「悪」(8)
術の影響か、鳴り止まぬ悲鳴と苦痛のせいか、まだ認識の切り替えがうまくいかない。
人影は今、相互不可視の術と言った。
相互不可視の術というのは「出来損ないの術」だとされている。法術の術理について説明する見本として持ち出されるタイプの術だ。
不可視になる術を追い求める魔道士は多い。ただ、大抵の場合その技術は幾つかの問題点にぶつかって頓挫する。その代表とされているのが、相手の現実認識を狂わせるというアプローチによるものだ。
法術世界においては、様々なものが双方向的に影響を受ける。対価を支払う分だけ恩恵を受けられるとも言える。
制約なしで火の魔法を使おうとするなら、代わりのものを同じだけ冷やさなければならない。相手が自分を認識できないようにする術、というのは、自分も相手を認識できなくなる術でもあるということなのだ。
相互不可視の術は相手を認識できなくなるだけだ。
相手が闇雲に振り回した剣の間合いに入っていれば、術者は当たり前のように斬られる。術者は認識できない剣に斬られて絶命し、次いで術が解けて、単に斬られたという事実だけが残る。もっとも、そんなことはまず起こらない。術が発動したが最後、斬らねばならない相手がいる、ということさえ認識できなくなるのだ。術者自身も、己を斬ろうとしている相手がいることさえ認識できなくなる。
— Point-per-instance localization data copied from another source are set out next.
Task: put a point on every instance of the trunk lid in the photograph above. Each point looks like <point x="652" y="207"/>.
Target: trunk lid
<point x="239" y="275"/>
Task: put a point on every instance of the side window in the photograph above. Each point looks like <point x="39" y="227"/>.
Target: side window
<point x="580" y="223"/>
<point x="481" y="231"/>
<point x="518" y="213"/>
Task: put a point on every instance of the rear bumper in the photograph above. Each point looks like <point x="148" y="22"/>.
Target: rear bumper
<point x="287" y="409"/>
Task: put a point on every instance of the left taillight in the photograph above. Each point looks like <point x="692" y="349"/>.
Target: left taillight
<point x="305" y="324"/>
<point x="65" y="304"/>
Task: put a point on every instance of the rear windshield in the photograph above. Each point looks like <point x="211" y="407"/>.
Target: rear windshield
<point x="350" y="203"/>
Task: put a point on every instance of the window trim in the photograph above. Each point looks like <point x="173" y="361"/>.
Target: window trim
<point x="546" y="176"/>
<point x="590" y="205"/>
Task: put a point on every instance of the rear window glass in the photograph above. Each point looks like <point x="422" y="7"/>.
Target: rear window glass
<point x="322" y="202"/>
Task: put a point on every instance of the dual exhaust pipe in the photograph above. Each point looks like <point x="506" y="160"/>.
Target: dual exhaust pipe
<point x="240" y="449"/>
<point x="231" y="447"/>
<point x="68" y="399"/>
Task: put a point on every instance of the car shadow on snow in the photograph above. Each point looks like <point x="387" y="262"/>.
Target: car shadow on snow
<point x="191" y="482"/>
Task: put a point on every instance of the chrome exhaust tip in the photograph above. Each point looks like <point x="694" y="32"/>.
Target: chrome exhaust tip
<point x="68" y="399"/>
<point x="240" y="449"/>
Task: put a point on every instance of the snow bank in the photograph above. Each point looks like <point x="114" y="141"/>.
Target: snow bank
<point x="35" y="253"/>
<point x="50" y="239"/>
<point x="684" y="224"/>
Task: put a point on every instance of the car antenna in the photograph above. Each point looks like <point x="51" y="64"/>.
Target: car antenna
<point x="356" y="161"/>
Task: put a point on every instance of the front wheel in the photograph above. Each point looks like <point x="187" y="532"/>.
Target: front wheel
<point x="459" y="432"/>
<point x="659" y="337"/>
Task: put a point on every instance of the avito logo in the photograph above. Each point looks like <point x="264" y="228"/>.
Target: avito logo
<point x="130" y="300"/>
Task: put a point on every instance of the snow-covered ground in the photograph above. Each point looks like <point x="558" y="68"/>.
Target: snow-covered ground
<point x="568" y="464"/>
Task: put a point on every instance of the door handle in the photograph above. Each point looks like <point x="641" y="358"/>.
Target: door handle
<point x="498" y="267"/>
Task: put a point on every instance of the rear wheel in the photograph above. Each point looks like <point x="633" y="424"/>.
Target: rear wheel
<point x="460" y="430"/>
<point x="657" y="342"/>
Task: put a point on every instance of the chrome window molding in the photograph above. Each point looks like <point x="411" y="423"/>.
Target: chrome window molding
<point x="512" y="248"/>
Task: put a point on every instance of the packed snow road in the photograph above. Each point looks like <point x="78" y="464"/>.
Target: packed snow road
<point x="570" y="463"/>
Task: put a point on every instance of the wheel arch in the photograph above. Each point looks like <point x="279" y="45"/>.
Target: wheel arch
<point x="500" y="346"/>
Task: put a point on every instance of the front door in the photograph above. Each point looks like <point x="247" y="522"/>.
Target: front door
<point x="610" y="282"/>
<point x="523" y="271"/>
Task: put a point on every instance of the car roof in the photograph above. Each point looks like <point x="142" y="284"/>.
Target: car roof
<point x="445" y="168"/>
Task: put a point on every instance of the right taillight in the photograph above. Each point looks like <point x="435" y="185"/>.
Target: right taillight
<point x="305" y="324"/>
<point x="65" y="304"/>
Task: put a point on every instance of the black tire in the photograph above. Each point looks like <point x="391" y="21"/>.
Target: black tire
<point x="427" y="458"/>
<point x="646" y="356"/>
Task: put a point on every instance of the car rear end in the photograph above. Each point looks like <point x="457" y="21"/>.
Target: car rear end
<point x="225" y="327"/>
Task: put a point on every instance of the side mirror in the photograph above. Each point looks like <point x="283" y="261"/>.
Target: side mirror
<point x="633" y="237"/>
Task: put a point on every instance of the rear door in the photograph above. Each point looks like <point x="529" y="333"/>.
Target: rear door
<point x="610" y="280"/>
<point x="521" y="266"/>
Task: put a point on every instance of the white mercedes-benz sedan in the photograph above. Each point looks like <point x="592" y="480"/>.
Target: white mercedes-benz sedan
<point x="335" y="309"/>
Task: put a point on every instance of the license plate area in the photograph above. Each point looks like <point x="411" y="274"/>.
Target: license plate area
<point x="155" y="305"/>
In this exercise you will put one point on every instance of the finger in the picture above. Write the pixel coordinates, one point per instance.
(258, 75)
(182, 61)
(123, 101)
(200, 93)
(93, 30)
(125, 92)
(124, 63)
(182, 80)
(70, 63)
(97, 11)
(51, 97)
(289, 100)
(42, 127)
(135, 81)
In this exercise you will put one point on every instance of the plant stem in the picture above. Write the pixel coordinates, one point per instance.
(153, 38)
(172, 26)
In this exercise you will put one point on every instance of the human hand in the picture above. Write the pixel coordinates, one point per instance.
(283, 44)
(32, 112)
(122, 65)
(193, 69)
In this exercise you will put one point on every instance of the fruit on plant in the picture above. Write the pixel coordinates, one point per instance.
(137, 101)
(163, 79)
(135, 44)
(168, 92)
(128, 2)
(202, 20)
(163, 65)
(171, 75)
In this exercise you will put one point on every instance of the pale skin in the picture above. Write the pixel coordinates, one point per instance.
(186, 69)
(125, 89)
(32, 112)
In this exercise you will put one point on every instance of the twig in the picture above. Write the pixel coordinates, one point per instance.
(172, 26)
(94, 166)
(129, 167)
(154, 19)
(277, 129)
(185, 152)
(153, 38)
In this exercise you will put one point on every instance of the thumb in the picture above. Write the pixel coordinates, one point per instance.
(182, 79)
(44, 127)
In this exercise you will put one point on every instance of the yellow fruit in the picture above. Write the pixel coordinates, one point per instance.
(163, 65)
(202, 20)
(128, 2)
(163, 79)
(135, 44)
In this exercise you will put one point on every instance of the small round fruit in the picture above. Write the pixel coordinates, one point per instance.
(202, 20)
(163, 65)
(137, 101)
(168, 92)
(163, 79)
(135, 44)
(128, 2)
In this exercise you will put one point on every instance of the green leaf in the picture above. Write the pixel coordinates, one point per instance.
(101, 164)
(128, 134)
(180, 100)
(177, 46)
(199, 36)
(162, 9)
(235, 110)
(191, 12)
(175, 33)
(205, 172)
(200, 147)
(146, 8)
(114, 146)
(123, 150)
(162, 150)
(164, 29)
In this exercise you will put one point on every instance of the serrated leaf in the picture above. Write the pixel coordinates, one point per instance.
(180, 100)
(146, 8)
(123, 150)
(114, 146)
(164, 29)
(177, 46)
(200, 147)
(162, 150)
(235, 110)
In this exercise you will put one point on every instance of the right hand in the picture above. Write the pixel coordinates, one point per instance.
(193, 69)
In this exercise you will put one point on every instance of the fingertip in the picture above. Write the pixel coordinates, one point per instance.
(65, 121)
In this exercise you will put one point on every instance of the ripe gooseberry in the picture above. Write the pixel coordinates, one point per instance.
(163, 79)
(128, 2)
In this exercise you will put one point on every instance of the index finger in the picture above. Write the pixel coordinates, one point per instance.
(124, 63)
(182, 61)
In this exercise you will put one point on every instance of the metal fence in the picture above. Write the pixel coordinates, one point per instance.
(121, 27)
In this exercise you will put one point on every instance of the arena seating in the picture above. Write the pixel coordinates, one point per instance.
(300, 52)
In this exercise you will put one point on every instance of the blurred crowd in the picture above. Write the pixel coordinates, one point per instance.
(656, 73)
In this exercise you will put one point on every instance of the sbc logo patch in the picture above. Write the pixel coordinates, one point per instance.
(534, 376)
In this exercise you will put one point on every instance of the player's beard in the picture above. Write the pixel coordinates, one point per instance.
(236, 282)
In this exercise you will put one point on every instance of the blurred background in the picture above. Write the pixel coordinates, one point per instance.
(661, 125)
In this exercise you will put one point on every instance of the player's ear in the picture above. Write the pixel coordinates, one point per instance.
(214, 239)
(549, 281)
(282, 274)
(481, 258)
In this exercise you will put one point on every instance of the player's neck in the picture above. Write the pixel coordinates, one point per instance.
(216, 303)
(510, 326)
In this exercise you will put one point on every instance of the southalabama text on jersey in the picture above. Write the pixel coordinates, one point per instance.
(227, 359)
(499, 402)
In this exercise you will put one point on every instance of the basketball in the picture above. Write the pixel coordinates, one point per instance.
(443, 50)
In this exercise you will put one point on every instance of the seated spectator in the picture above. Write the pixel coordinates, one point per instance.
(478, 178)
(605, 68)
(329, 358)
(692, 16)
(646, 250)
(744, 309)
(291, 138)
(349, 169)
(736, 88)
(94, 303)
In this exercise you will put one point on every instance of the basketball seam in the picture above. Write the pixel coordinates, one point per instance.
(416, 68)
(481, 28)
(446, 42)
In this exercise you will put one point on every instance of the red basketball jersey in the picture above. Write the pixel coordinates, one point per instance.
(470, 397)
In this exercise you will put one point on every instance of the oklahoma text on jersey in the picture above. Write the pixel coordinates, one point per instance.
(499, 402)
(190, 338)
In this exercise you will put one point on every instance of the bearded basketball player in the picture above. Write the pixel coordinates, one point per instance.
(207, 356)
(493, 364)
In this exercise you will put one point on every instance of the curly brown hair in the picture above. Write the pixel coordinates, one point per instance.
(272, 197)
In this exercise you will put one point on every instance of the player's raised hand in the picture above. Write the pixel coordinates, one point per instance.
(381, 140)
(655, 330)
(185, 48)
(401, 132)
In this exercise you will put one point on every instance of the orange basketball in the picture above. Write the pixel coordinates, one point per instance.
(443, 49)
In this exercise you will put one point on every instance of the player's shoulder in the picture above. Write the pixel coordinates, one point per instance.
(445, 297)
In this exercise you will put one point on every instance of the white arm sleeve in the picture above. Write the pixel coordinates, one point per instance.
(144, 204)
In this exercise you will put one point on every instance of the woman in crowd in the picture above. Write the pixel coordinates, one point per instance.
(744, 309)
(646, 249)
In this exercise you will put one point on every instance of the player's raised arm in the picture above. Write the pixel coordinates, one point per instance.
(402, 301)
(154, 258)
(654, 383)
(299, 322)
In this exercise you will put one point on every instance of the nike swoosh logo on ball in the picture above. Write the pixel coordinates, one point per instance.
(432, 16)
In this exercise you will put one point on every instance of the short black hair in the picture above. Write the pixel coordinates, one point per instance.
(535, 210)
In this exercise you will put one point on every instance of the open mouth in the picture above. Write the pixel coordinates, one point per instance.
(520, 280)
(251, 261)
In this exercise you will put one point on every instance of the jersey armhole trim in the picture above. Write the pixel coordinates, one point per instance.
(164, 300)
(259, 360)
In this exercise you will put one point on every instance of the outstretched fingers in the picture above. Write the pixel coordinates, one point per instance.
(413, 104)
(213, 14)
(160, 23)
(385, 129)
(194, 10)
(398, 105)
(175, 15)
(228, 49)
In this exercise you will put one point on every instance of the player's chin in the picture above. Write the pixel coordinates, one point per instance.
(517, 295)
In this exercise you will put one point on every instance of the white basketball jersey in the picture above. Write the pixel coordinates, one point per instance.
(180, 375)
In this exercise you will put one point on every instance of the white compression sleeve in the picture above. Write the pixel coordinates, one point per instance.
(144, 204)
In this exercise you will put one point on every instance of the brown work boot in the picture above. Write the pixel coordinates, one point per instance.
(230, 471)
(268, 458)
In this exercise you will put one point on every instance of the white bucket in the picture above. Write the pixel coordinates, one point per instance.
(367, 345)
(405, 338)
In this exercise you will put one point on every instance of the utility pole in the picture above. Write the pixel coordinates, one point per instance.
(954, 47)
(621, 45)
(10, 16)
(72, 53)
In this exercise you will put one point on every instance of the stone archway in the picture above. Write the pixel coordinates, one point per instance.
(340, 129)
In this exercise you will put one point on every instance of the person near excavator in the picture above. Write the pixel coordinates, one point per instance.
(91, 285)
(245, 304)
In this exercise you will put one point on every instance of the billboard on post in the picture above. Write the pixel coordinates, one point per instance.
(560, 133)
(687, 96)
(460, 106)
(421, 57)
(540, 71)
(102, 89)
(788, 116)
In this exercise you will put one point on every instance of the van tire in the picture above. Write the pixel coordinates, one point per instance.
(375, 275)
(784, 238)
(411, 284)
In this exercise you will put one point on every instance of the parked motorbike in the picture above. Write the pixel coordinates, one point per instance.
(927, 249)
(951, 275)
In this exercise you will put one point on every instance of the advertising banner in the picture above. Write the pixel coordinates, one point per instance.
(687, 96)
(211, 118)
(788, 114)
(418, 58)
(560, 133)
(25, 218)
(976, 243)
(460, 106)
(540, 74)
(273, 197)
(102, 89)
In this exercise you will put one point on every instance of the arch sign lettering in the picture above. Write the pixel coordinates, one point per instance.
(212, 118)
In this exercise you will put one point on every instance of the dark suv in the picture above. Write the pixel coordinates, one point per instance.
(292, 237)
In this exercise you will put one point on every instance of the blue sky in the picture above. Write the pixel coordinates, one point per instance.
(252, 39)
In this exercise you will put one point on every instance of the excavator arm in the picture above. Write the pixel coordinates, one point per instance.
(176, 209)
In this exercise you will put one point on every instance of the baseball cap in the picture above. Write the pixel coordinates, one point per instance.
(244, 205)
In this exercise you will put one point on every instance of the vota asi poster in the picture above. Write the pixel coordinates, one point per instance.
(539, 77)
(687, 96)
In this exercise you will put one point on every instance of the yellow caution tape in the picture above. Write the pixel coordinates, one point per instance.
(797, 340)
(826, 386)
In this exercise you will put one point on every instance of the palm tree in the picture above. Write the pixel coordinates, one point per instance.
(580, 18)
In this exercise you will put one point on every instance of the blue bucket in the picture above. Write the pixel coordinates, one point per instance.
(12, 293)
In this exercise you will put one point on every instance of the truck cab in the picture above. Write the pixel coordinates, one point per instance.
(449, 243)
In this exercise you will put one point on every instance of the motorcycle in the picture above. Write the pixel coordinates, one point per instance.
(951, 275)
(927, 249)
効果自体は有効な術ではあるが、術をかける意味が全くないので、現実的な話として、メリットは低いとされていた。
やめて、やめてやめてやめて、許して、もうこれ以上、痛いことをしないで。フランチェスカの脳内を懇願が駆け巡る。命乞いさえ、拷問者は気にも留めない。現実の彼女の背に脂汗が流れる。自分なのか、ラーフラから放射される記憶なのか、段々区別がつかなくなってくる。何が現実なのかが曖昧になってくる。リアルなのは、ただひたすらに続く切れ目のない苦痛、悲鳴、絶望だけだ。
(しかし、いい加減うるさいな。話ができない)
解像度の低い人影は呟き、フランチェスカの左を無造作に横切ってラーフラの横に向かった。斬れなかった。動けなかった。ふわっ、と香木の香りがした。カメジャコオン。痩せた男と同じ香りだった。
気付くと彼女は膝をついていた。気を失っていたのかもしれない。一瞬の静寂。悲鳴が止んでいた。
振り向くと人影がラーフラをドアノブから引き剥がしているのが見えた。だらんと下がったラーフラの手。人影が襟首を離すと、ラーフラの身体はどさりと崩れ落ちた。丁寧な剥がし方ではなかった。
(殺しておくつもりだったが、この先、彼がどうなるのか見てみたくなった。しばらく生かしておくことにしよう)
念話だ。念話に嘘は混じらないという。思っていることが、思っている通りに放射される。雑念が入るとそれはそのまま出力されるか、ノイズとなってクリアには聞こえなくなる。
つまり、人影は本当にラーフラを殺すつもりだったということだ。
フランチェスカは剣を杖に、立ち上がろうとした。
(面倒な話は抜きにしたい)
人影がフランチェスカに向き直ると不意に圧が来た。体が硬直した。
(彼は邪魔だったんだ。便利な能力だとは思うが、この、武力の国、龍の国にはそぐわない)
ローブのせいではない。顔が、正しく認識できない。フランチェスカは目を強くつぶった。
(過去を読み取る能力なんて、戦いの役には立たないと思っていたのは訂正しなければならない。こんな風に、けたたましいサイレンの代わりに使えるとはね)
「一体、彼に、何をしたんだ」
(彼の脳を焼いてやったんだ。たぶん焼けてるだろ)
「何を」
(とある女の子に拷問をして、その記憶を焼き付けてみたんだ。そのドアノブをくわえさせた状態で、一通り思いつくことは全部やってみた。その後、ドアノブはそこの扉に取り付けたって訳さ。その扉だけは用心して、必ず『読もうとする』だろ。サイコメトリストには効果的な対抗策かなと思ってね)
笑い声の概念。純粋に楽しそうな声だった。嘲るでもなく、挑発するでもない。どこまでもフラットな笑い声。
(そうだよ、この部屋は、彼のための部屋さ。赤襟が差し向けるとしたら、君と、彼が来ることは分かっていた。でも最終的な目的は、君だ)
「私」
(そう。君を、スカウトしに来た。赤襟なんかに預けておくのは惜しい)
フランチェスカは相手に悟られないよう、柄を握り直した。